Dubitatif par ce manque de perspicacité de la part de Mia, Andrew revint sur le sujet brûlant du moment.
— Et maintenant, que fait-on ? À quoi dois-je m'attendre ? Vous allez porter plainte ?
De cela, elle en avait aussi discuté avec Georges. Ils étaient parvenus à la conclusion qu'une petite mise au point avec Andrew s'imposait et que le fait qu'elle apparaisse ainsi devant lui, servirait amplement de leçon.
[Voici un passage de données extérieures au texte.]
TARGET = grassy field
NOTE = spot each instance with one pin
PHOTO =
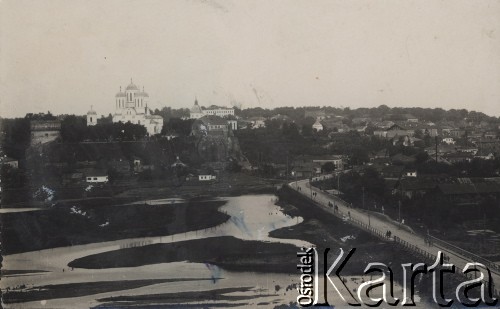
(63, 225)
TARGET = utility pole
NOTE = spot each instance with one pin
(310, 185)
(399, 212)
(287, 167)
(363, 197)
(435, 139)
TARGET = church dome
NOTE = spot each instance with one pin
(196, 108)
(91, 111)
(132, 86)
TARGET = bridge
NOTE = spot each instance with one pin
(424, 245)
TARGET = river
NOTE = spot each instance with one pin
(252, 217)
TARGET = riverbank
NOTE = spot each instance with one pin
(62, 225)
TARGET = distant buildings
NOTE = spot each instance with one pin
(317, 125)
(132, 106)
(197, 112)
(44, 131)
(91, 117)
(96, 176)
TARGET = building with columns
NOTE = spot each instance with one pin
(132, 105)
(197, 112)
(91, 117)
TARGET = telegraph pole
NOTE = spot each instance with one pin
(363, 197)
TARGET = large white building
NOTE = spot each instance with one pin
(197, 112)
(132, 105)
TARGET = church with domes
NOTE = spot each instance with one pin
(132, 105)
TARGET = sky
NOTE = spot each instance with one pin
(64, 56)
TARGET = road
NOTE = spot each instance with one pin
(382, 226)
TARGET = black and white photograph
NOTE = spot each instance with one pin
(274, 154)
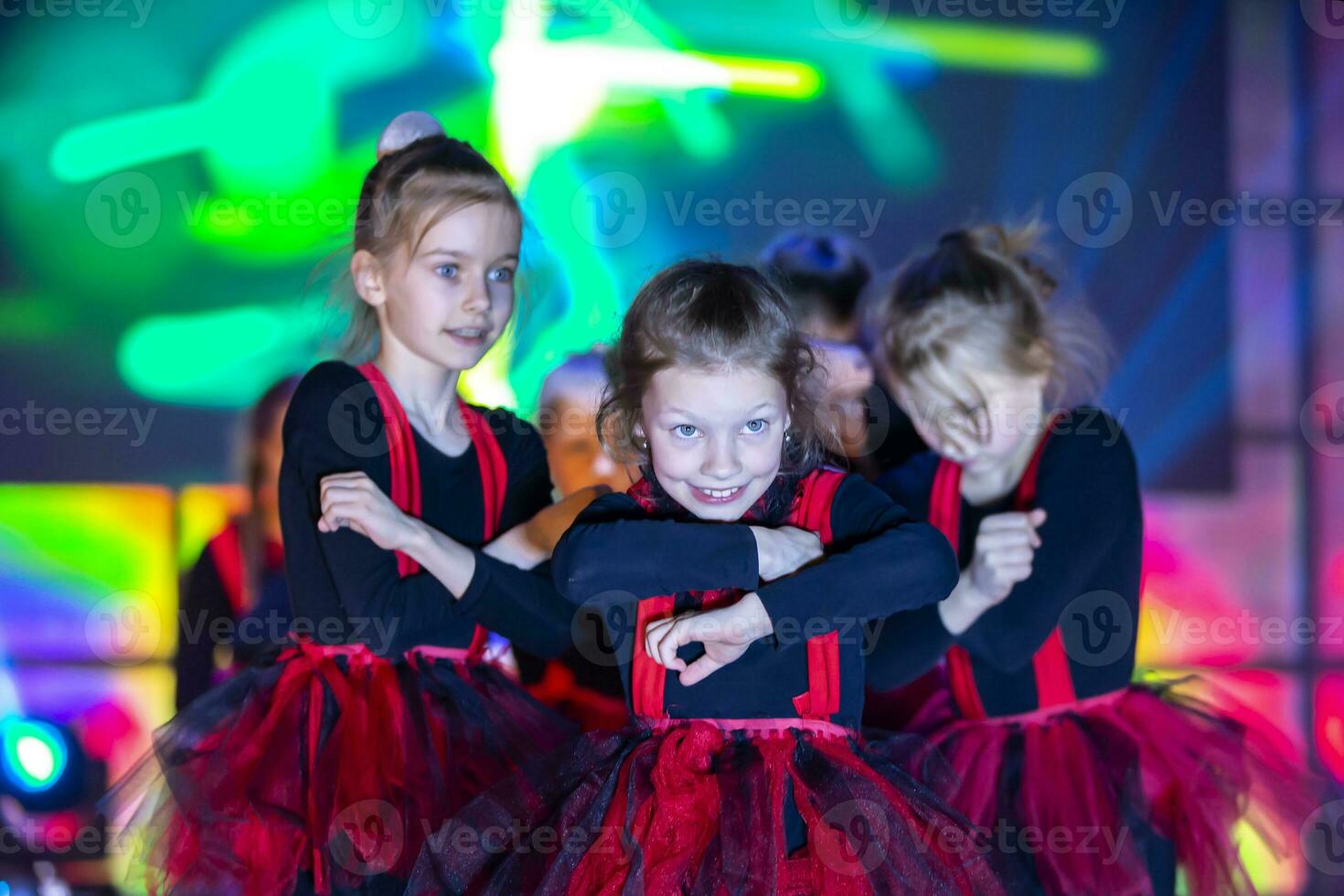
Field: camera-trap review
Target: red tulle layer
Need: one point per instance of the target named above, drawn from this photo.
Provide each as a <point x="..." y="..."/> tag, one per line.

— ///Oh, pour ça, eh bien, disons que si tu nous promets de ne pas récidiver, alors, nous en resterons là.
— Je te le promets, Mia, je n'ai pas envie de me faire pincer une nouvelle fois, assura Andrew soulagé de s'en tirer à si bon compte. Et pour le coup, il n'avait absolument pas l'intention de recommencer. Il devait bien l'admettre, il avait été surpassé. Il avait trouvé plus fort que lui.
— ///Sans rancune, Andrew, répondit MIA avec un large sourire.
— Aucune, merci, conclut l'étudiant en lui rendant son sourire.
Pour MIA, ce fut le début de ses communications régulières avec lui, le jeune homme ayant accepté d'échanger avec elle. Il connaissait vaguement le français, mais ce fut toujours dans la langue de Shakespeare qu'ils échangèrent ensemble par la suite, MIA étant absolument bilingue. Andrew ne se doutait évidemment pas de la tournure dramatique qu'allaient prendre les événements après cette rencontre.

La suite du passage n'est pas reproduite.